Tekst: Suzanne Huig
Foto's: Marjon Hoenselaar
‘Ik viel overdag vaak in slaap terwijl ik ’s avonds op tijd naar bed ging. Ik was op school vaak heel moe. Ik kon daardoor niet goed opletten. Ik ben daarom naar de dokter gegaan. Ik was 7 jaar toen dokters ontdekten dat ik narcolepsie heb. Narcolepsie is een zeldzame ziekte. Een zeldzame ziekte is een ziekte die weinig voorkomt. Ongeveer 8.000 mensen in Nederland hebben narcolepsie’, vertelt Lynn.
‘Speciale cellen in je hersenen maken een stofje aan dat regelt wanneer je wakker bent en wanneer je slaapt. Mijn lichaam heeft die cellen kapotgemaakt. Ik mis daardoor het stofje dat regelt wanneer ik wakker ben en wanneer ik slaap’, legt Lynn uit.

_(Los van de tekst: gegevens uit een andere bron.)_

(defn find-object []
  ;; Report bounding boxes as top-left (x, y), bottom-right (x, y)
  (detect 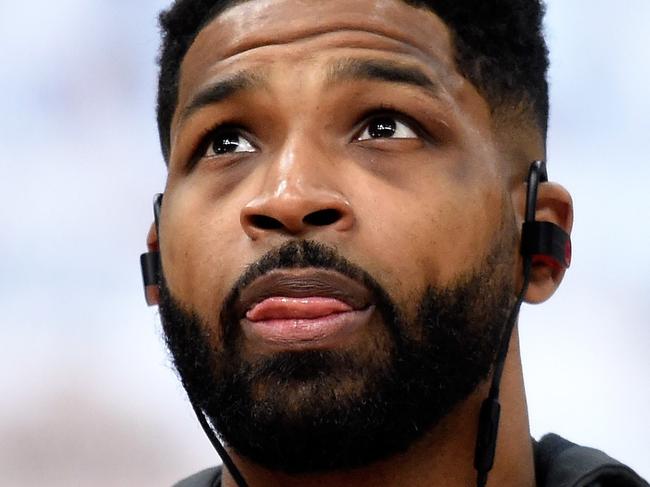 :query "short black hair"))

top-left (157, 0), bottom-right (549, 161)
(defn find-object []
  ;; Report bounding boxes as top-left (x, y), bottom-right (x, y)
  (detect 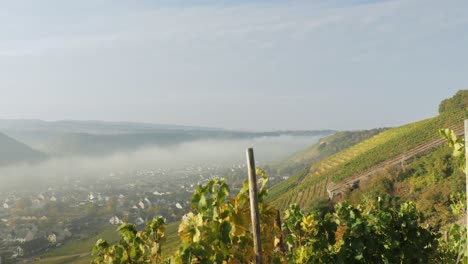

‘Ik weet niet wanneer ik in slaap ga vallen. Ik kan overdag ieder moment in slaap vallen. Ik val meestal in slaap als ik iets saai vind. Ik ben bijvoorbeeld een keer in slaap gevallen in de wachtrij voor een attractie. Ik word meestal na 15 minuten weer wakker. Ik ga dan verder met wat ik aan het doen was’, vertelt Lynn.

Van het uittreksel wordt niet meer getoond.